NEW YORK (AP) — A full jury of 12 people and six alternates was seated Friday in Donald Trump’s hush money case, setting the stage for opening statements next week in the first criminal trial of a former U.S. president.

Hours after the jury was seated, a lawyer for Trump was in an appeals court seeking to halt the trial, arguing that the judge rushed through jury selection and that the case should be moved out of Manhattan.

The jury, which includes a software engineer, investment banker, English teacher and multiple lawyers, took final shape after lawyers spent days quizzing dozens of potential jurors on whether they can impartially judge the presumptive Republican presidential nominee.

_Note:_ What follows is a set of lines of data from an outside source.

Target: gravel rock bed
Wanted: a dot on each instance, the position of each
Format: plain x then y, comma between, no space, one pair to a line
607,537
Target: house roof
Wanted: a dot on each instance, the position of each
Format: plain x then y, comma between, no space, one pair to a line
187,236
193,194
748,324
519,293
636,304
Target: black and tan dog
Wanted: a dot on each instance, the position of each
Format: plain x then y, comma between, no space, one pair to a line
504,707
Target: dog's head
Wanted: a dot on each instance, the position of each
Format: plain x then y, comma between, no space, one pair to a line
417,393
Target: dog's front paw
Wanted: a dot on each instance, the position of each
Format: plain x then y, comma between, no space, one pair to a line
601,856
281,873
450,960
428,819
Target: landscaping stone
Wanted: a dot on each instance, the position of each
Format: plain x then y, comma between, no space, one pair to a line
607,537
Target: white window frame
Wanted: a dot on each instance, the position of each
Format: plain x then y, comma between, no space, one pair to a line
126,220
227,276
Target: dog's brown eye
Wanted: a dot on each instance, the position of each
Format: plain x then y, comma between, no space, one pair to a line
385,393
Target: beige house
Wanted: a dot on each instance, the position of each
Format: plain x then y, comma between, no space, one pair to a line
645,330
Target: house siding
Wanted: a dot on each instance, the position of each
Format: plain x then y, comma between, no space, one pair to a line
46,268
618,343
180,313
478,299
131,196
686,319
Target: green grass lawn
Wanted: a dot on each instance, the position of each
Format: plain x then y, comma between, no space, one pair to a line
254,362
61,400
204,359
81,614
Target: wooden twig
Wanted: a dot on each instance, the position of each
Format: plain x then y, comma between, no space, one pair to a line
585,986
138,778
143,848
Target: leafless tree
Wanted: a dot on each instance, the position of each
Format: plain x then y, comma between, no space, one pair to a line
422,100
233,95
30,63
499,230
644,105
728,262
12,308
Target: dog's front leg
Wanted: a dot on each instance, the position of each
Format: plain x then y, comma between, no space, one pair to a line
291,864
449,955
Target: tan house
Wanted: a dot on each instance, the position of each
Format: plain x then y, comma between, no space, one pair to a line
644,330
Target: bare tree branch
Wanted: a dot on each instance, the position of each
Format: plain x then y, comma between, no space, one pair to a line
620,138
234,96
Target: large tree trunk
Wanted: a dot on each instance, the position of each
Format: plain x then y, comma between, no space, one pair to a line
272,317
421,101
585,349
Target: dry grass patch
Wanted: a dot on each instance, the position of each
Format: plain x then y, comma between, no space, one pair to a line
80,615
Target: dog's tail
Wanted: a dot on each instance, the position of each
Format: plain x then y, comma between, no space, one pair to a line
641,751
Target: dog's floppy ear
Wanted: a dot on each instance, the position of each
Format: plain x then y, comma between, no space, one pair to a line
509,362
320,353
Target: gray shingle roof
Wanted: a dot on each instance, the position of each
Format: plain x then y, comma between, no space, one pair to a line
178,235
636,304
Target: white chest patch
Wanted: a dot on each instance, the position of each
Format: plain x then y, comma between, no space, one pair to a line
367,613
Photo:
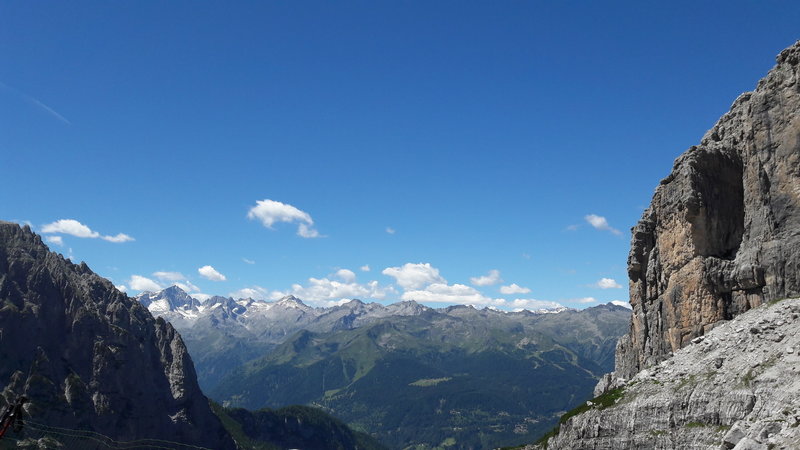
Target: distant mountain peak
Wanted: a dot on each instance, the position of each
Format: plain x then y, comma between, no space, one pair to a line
292,302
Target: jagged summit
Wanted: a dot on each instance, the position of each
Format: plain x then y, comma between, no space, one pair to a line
710,261
720,236
89,357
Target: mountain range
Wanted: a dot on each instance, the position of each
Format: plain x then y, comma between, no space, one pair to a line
410,375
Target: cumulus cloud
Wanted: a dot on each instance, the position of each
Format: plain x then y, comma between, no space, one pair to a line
187,286
493,277
624,304
456,293
120,237
140,283
533,304
514,288
74,228
270,212
169,276
255,292
348,276
177,279
71,227
211,273
607,283
414,276
320,290
57,240
600,223
200,296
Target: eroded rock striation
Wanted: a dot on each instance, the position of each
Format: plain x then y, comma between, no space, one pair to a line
722,234
711,359
737,387
90,358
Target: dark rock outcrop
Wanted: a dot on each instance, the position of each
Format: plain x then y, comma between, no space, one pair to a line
722,234
89,357
711,358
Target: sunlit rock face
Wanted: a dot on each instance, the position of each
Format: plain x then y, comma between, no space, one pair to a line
711,359
90,358
722,234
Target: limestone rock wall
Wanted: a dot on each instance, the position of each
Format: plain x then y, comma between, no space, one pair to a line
722,234
89,357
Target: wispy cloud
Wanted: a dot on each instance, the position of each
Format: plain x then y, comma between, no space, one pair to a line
514,288
600,223
35,102
624,304
57,240
211,273
414,276
140,283
493,277
607,283
74,228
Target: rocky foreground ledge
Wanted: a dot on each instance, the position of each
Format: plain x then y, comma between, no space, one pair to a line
738,387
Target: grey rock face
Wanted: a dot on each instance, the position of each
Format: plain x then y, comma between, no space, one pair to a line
223,334
89,357
686,402
722,234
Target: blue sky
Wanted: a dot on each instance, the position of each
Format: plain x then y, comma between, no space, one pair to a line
464,152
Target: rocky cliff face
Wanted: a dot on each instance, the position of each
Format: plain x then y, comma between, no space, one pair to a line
736,387
89,357
711,357
722,234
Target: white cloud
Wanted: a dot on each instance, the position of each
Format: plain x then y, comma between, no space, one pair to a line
414,276
493,277
456,294
255,292
348,276
140,283
514,288
306,231
169,276
600,223
70,227
187,286
200,297
120,237
324,289
57,240
74,228
607,283
177,279
533,304
269,212
211,273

The judge said lawyers will present opening statements Monday morning before prosecutors begin laying out their case alleging a scheme to cover up negative stories Trump feared would hurt his 2016 presidential campaign.

The trial unfolding in Manhattan thrusts Trump’s legal problems into the heart of his hotly contested race against President Joe Biden, with Trump’s opponent likely to seize on unflattering and salacious testimony to make the case he’s unfit to return as commander in chief.

Trump, meanwhile, is using the prosecution as a political rallying cry, casting himself as a victim while juggling his dual role as criminal defendant and presidential candidate.

Just after the jury was seated, emergency crews responded to a park outside the courthouse, where a man had set himself on fire. The man took out pamphlets espousing conspiracy theories and spread them around the park before dousing himself in a flammable substance and setting himself aflame, officials said. He was in critical condition Friday afternoon.

Trump has spent the week sitting quietly in the courtroom as lawyers pressed potential jurors on their views about him in a search for any bias that would preclude them from hearing the case.

During breaks in the proceedings, he has railed against the case on social media or to TV cameras in the hallway, calling it a politically motivated “witch hunt.”